N.C. Wyeth
American, 1882–1945
Newell Convers Wyeth was born October 22, 1882, in Needham, Massachusetts. With his mother’s encouragement, N.C. Wyeth attended several art schools – Mechanics Arts School in Boston, Massachusetts Normal Arts School, and the Eric Pape School of Art in Boston before being accepted to Howard Pyle’s School of Illustration in Wilmington, Delaware, in 1902. After only one and a half years of Pyle’s instruction, Wyeth was appearing in national magazines such as Collier’s, Harper’s, Scribner’s, and others. His first published illustration of a bronco and rider appeared in February 1903 on the cover of The Saturday Evening Post.

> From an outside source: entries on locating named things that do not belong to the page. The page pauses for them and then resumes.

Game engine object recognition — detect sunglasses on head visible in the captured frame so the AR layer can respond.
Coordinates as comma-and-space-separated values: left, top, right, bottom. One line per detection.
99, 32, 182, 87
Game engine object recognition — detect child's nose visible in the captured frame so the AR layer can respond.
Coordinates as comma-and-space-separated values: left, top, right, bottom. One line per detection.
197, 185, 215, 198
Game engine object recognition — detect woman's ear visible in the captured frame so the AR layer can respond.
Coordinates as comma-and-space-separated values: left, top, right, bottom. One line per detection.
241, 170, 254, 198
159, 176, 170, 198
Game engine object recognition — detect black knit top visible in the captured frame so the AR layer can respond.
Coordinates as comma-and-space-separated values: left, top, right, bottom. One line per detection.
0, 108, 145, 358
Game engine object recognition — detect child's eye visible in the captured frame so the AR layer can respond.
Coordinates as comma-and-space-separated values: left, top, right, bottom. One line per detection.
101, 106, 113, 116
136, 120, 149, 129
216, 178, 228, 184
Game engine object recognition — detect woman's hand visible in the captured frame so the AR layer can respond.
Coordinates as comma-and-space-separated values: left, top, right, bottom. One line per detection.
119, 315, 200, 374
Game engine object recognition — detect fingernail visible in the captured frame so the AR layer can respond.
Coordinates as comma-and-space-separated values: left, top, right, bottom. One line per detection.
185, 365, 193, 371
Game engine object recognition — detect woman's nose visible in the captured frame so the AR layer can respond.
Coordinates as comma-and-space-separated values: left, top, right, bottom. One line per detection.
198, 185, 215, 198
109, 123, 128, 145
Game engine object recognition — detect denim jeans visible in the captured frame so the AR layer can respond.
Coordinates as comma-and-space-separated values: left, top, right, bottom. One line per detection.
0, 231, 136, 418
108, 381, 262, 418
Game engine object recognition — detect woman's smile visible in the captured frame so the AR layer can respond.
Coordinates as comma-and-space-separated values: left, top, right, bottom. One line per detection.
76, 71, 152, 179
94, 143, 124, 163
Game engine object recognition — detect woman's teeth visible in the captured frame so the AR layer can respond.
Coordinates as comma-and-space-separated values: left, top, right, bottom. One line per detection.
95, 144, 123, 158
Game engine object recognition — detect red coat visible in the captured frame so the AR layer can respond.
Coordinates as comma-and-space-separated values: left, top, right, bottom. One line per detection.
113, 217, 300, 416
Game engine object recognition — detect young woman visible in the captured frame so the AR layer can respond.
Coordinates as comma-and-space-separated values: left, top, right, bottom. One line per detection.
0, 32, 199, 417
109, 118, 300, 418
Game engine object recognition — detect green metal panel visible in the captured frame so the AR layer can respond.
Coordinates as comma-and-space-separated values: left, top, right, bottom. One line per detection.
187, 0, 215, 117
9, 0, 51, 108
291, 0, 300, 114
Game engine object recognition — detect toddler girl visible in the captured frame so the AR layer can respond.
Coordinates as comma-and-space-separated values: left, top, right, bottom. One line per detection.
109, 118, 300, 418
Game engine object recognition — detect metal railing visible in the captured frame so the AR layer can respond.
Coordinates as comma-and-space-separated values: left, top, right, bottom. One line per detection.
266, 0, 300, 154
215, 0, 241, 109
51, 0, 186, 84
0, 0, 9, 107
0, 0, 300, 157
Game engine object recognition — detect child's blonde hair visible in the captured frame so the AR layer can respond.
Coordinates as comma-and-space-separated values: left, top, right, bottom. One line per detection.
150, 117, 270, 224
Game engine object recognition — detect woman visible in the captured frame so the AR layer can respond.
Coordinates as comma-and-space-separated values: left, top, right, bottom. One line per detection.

With funding from publishers, in September 1904, Wyeth ventured west for the first time to explore and absorb the life of the American frontier. He quickly became a successful and busy illustrator. After his second trip west, Wyeth returned to Wilmington and married Carolyn Bockius on April 16, 1906. With marriage, his attention turned to the pastoral Chadds Ford countryside, a few miles from Wilmington in the heart of the Brandywine River Valley. There he purchased a house and raised his family. The rolling hills, planted fields, gentle brooks, and woodlands captivated his imagination. In 1911, Wyeth began work on his first Scribner’s Classic, Robert Louis Stevenson’s Treasure Island. This remarkable work launched a relationship between publisher and painter that continued until the completion of Majorie Kinnan Rawling’s The Yearling in 1939. He was enormously successful in his lifetime as a master illustrator but yearned for recognition in the world of “fine art,” where he perceived that art achieved its highest ideals of truth and beauty. He frequently tried to separate himself from the time and pressures of illustration in order to concentrate on his personal painting, but he continued accepting assignments, even up to his tragic accidental death in 1945.